# Please asnwer my queries on Canada FSW



## gauss1818 (Dec 24, 2013)

Dear Friends,

I found this forum as a treasure and folks are sharing most relevant info where immigration agents are also not fully aware of.. 

I just started Canada FSW for 2281 (Computer Network category) have some questions to be answered before i start..it would be really helpful if any of our friends can answer,

1. Regarding the work references from my previous employers, i could able to get reference on company letter head from only two employers (present & first employer), for remaining employers i could go for the declaration from managers/supervisors who worked with me in those companies. I have already collected Statutory declaration on the plain sheet with my role & responsibilities mentioned and notarized for Australian PR just a year ago. can i use the same for Canada FSW? if not do i need to collect the letters on the stamp paper? 
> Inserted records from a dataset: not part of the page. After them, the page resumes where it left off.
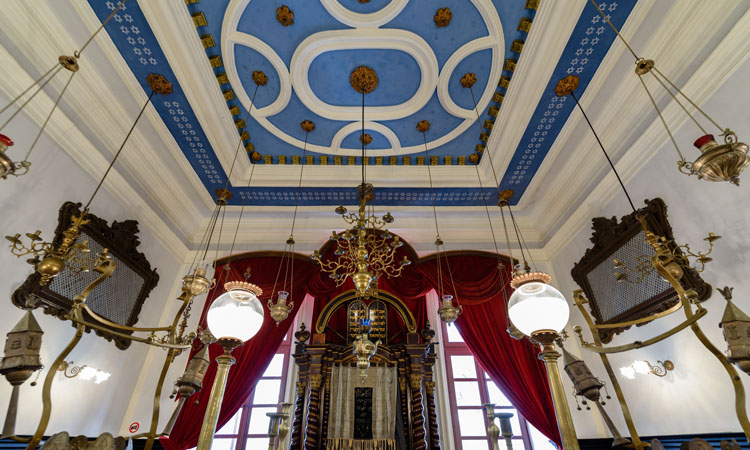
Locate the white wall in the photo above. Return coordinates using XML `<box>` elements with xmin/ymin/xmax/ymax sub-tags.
<box><xmin>552</xmin><ymin>54</ymin><xmax>750</xmax><ymax>438</ymax></box>
<box><xmin>0</xmin><ymin>108</ymin><xmax>187</xmax><ymax>436</ymax></box>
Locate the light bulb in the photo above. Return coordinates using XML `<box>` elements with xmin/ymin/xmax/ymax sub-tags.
<box><xmin>508</xmin><ymin>273</ymin><xmax>570</xmax><ymax>336</ymax></box>
<box><xmin>206</xmin><ymin>281</ymin><xmax>263</xmax><ymax>342</ymax></box>
<box><xmin>620</xmin><ymin>366</ymin><xmax>635</xmax><ymax>380</ymax></box>
<box><xmin>633</xmin><ymin>361</ymin><xmax>651</xmax><ymax>375</ymax></box>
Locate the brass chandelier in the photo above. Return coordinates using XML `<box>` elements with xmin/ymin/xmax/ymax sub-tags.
<box><xmin>311</xmin><ymin>66</ymin><xmax>411</xmax><ymax>298</ymax></box>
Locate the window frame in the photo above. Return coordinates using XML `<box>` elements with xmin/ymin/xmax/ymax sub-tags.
<box><xmin>440</xmin><ymin>320</ymin><xmax>534</xmax><ymax>450</ymax></box>
<box><xmin>214</xmin><ymin>327</ymin><xmax>294</xmax><ymax>450</ymax></box>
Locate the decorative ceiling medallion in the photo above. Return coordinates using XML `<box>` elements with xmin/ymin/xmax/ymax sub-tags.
<box><xmin>253</xmin><ymin>70</ymin><xmax>268</xmax><ymax>86</ymax></box>
<box><xmin>146</xmin><ymin>73</ymin><xmax>172</xmax><ymax>95</ymax></box>
<box><xmin>433</xmin><ymin>8</ymin><xmax>453</xmax><ymax>28</ymax></box>
<box><xmin>349</xmin><ymin>66</ymin><xmax>378</xmax><ymax>94</ymax></box>
<box><xmin>276</xmin><ymin>5</ymin><xmax>294</xmax><ymax>27</ymax></box>
<box><xmin>555</xmin><ymin>75</ymin><xmax>579</xmax><ymax>97</ymax></box>
<box><xmin>299</xmin><ymin>120</ymin><xmax>315</xmax><ymax>133</ymax></box>
<box><xmin>461</xmin><ymin>72</ymin><xmax>477</xmax><ymax>88</ymax></box>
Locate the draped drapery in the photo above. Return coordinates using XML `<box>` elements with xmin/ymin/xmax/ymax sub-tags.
<box><xmin>160</xmin><ymin>250</ymin><xmax>560</xmax><ymax>450</ymax></box>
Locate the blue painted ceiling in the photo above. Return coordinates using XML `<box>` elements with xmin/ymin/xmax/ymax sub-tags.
<box><xmin>89</xmin><ymin>0</ymin><xmax>635</xmax><ymax>206</ymax></box>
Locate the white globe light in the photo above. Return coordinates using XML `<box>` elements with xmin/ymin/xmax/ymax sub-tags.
<box><xmin>206</xmin><ymin>281</ymin><xmax>263</xmax><ymax>342</ymax></box>
<box><xmin>508</xmin><ymin>273</ymin><xmax>570</xmax><ymax>336</ymax></box>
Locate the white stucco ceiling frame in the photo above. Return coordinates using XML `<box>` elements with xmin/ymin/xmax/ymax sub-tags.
<box><xmin>221</xmin><ymin>0</ymin><xmax>504</xmax><ymax>156</ymax></box>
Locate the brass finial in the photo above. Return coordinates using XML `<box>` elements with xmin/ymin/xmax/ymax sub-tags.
<box><xmin>253</xmin><ymin>70</ymin><xmax>268</xmax><ymax>86</ymax></box>
<box><xmin>299</xmin><ymin>120</ymin><xmax>315</xmax><ymax>133</ymax></box>
<box><xmin>555</xmin><ymin>75</ymin><xmax>579</xmax><ymax>97</ymax></box>
<box><xmin>432</xmin><ymin>8</ymin><xmax>453</xmax><ymax>28</ymax></box>
<box><xmin>349</xmin><ymin>66</ymin><xmax>378</xmax><ymax>94</ymax></box>
<box><xmin>276</xmin><ymin>5</ymin><xmax>294</xmax><ymax>27</ymax></box>
<box><xmin>146</xmin><ymin>73</ymin><xmax>172</xmax><ymax>95</ymax></box>
<box><xmin>461</xmin><ymin>72</ymin><xmax>477</xmax><ymax>88</ymax></box>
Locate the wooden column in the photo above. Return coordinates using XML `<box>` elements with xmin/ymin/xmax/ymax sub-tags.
<box><xmin>424</xmin><ymin>380</ymin><xmax>440</xmax><ymax>450</ymax></box>
<box><xmin>289</xmin><ymin>376</ymin><xmax>307</xmax><ymax>450</ymax></box>
<box><xmin>409</xmin><ymin>373</ymin><xmax>427</xmax><ymax>450</ymax></box>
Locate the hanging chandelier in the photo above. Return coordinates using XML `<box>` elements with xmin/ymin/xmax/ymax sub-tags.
<box><xmin>592</xmin><ymin>0</ymin><xmax>750</xmax><ymax>186</ymax></box>
<box><xmin>311</xmin><ymin>66</ymin><xmax>411</xmax><ymax>298</ymax></box>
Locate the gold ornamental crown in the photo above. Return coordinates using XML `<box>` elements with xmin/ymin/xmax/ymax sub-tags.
<box><xmin>224</xmin><ymin>281</ymin><xmax>263</xmax><ymax>297</ymax></box>
<box><xmin>510</xmin><ymin>272</ymin><xmax>552</xmax><ymax>289</ymax></box>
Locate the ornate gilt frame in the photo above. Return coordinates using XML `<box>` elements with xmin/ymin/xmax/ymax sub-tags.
<box><xmin>570</xmin><ymin>198</ymin><xmax>711</xmax><ymax>343</ymax></box>
<box><xmin>11</xmin><ymin>202</ymin><xmax>159</xmax><ymax>350</ymax></box>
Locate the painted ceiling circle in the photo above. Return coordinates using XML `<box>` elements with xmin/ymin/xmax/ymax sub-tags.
<box><xmin>220</xmin><ymin>0</ymin><xmax>505</xmax><ymax>156</ymax></box>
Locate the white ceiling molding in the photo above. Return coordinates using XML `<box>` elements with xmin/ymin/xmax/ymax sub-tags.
<box><xmin>318</xmin><ymin>0</ymin><xmax>409</xmax><ymax>28</ymax></box>
<box><xmin>0</xmin><ymin>42</ymin><xmax>188</xmax><ymax>259</ymax></box>
<box><xmin>479</xmin><ymin>0</ymin><xmax>588</xmax><ymax>200</ymax></box>
<box><xmin>542</xmin><ymin>1</ymin><xmax>750</xmax><ymax>259</ymax></box>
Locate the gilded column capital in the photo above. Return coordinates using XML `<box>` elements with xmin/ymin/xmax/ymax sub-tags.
<box><xmin>310</xmin><ymin>373</ymin><xmax>323</xmax><ymax>389</ymax></box>
<box><xmin>409</xmin><ymin>373</ymin><xmax>422</xmax><ymax>389</ymax></box>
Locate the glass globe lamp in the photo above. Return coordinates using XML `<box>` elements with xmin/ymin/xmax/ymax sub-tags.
<box><xmin>508</xmin><ymin>272</ymin><xmax>570</xmax><ymax>336</ymax></box>
<box><xmin>206</xmin><ymin>281</ymin><xmax>263</xmax><ymax>343</ymax></box>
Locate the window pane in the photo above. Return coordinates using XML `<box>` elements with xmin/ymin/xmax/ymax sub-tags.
<box><xmin>262</xmin><ymin>353</ymin><xmax>284</xmax><ymax>378</ymax></box>
<box><xmin>247</xmin><ymin>407</ymin><xmax>276</xmax><ymax>434</ymax></box>
<box><xmin>211</xmin><ymin>438</ymin><xmax>237</xmax><ymax>450</ymax></box>
<box><xmin>461</xmin><ymin>439</ymin><xmax>490</xmax><ymax>450</ymax></box>
<box><xmin>458</xmin><ymin>409</ymin><xmax>487</xmax><ymax>436</ymax></box>
<box><xmin>453</xmin><ymin>381</ymin><xmax>482</xmax><ymax>406</ymax></box>
<box><xmin>487</xmin><ymin>381</ymin><xmax>513</xmax><ymax>406</ymax></box>
<box><xmin>526</xmin><ymin>422</ymin><xmax>557</xmax><ymax>450</ymax></box>
<box><xmin>253</xmin><ymin>380</ymin><xmax>281</xmax><ymax>405</ymax></box>
<box><xmin>451</xmin><ymin>355</ymin><xmax>477</xmax><ymax>378</ymax></box>
<box><xmin>245</xmin><ymin>438</ymin><xmax>268</xmax><ymax>450</ymax></box>
<box><xmin>216</xmin><ymin>408</ymin><xmax>244</xmax><ymax>434</ymax></box>
<box><xmin>445</xmin><ymin>325</ymin><xmax>464</xmax><ymax>342</ymax></box>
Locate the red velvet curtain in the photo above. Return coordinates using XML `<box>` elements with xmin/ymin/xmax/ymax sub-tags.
<box><xmin>160</xmin><ymin>248</ymin><xmax>561</xmax><ymax>450</ymax></box>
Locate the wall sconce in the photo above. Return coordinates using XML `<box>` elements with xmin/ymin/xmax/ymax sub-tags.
<box><xmin>57</xmin><ymin>361</ymin><xmax>112</xmax><ymax>384</ymax></box>
<box><xmin>620</xmin><ymin>359</ymin><xmax>674</xmax><ymax>380</ymax></box>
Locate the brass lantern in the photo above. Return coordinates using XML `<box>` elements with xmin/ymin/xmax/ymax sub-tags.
<box><xmin>268</xmin><ymin>291</ymin><xmax>294</xmax><ymax>326</ymax></box>
<box><xmin>438</xmin><ymin>294</ymin><xmax>464</xmax><ymax>324</ymax></box>
<box><xmin>0</xmin><ymin>310</ymin><xmax>44</xmax><ymax>386</ymax></box>
<box><xmin>0</xmin><ymin>310</ymin><xmax>44</xmax><ymax>438</ymax></box>
<box><xmin>719</xmin><ymin>287</ymin><xmax>750</xmax><ymax>373</ymax></box>
<box><xmin>562</xmin><ymin>347</ymin><xmax>633</xmax><ymax>448</ymax></box>
<box><xmin>352</xmin><ymin>319</ymin><xmax>380</xmax><ymax>382</ymax></box>
<box><xmin>163</xmin><ymin>342</ymin><xmax>213</xmax><ymax>435</ymax></box>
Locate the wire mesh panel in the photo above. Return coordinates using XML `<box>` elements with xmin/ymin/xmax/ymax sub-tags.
<box><xmin>49</xmin><ymin>231</ymin><xmax>145</xmax><ymax>325</ymax></box>
<box><xmin>586</xmin><ymin>231</ymin><xmax>670</xmax><ymax>322</ymax></box>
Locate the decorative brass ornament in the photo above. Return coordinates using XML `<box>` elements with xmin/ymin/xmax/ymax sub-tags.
<box><xmin>555</xmin><ymin>75</ymin><xmax>579</xmax><ymax>97</ymax></box>
<box><xmin>299</xmin><ymin>120</ymin><xmax>315</xmax><ymax>133</ymax></box>
<box><xmin>562</xmin><ymin>347</ymin><xmax>633</xmax><ymax>448</ymax></box>
<box><xmin>438</xmin><ymin>294</ymin><xmax>464</xmax><ymax>324</ymax></box>
<box><xmin>276</xmin><ymin>5</ymin><xmax>294</xmax><ymax>27</ymax></box>
<box><xmin>678</xmin><ymin>133</ymin><xmax>750</xmax><ymax>186</ymax></box>
<box><xmin>253</xmin><ymin>70</ymin><xmax>268</xmax><ymax>86</ymax></box>
<box><xmin>461</xmin><ymin>72</ymin><xmax>477</xmax><ymax>88</ymax></box>
<box><xmin>717</xmin><ymin>287</ymin><xmax>750</xmax><ymax>373</ymax></box>
<box><xmin>268</xmin><ymin>291</ymin><xmax>294</xmax><ymax>326</ymax></box>
<box><xmin>146</xmin><ymin>73</ymin><xmax>172</xmax><ymax>95</ymax></box>
<box><xmin>359</xmin><ymin>133</ymin><xmax>372</xmax><ymax>145</ymax></box>
<box><xmin>432</xmin><ymin>8</ymin><xmax>453</xmax><ymax>28</ymax></box>
<box><xmin>352</xmin><ymin>319</ymin><xmax>380</xmax><ymax>383</ymax></box>
<box><xmin>349</xmin><ymin>66</ymin><xmax>378</xmax><ymax>94</ymax></box>
<box><xmin>311</xmin><ymin>183</ymin><xmax>411</xmax><ymax>297</ymax></box>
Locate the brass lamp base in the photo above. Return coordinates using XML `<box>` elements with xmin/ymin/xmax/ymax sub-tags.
<box><xmin>685</xmin><ymin>132</ymin><xmax>750</xmax><ymax>186</ymax></box>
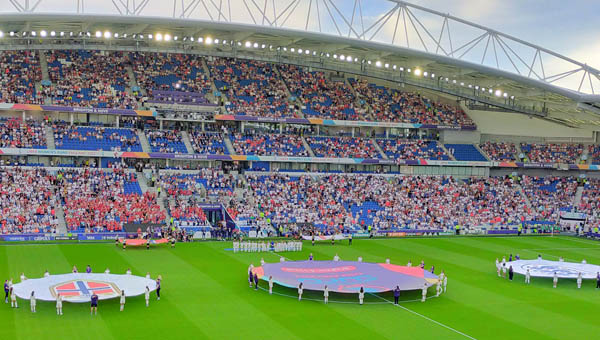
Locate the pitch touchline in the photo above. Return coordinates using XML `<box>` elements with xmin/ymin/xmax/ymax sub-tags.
<box><xmin>369</xmin><ymin>293</ymin><xmax>477</xmax><ymax>340</ymax></box>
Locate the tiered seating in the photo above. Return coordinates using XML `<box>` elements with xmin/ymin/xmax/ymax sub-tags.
<box><xmin>159</xmin><ymin>169</ymin><xmax>236</xmax><ymax>197</ymax></box>
<box><xmin>45</xmin><ymin>50</ymin><xmax>137</xmax><ymax>109</ymax></box>
<box><xmin>278</xmin><ymin>65</ymin><xmax>365</xmax><ymax>120</ymax></box>
<box><xmin>131</xmin><ymin>52</ymin><xmax>211</xmax><ymax>97</ymax></box>
<box><xmin>60</xmin><ymin>169</ymin><xmax>165</xmax><ymax>232</ymax></box>
<box><xmin>350</xmin><ymin>79</ymin><xmax>474</xmax><ymax>126</ymax></box>
<box><xmin>0</xmin><ymin>119</ymin><xmax>46</xmax><ymax>149</ymax></box>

2. I been doing System/Network administration in all my previous companies that i worked so far with different designations. Is it mandatory that designations should be matched with role performed?

3. I heard that the case officer will ask me to show minimum funds. Do we need to bring the same amount of cash at first time of entry to Canada to prove?

4. what is the minimum time that will be given for our first entry once visa comes?

Please share your input as they will be really helpful to me to proceed further..

Thanks in Advance!


----------



## gyanjeet (Oct 18, 2013)

Our is the same case , could some one help us on this


----------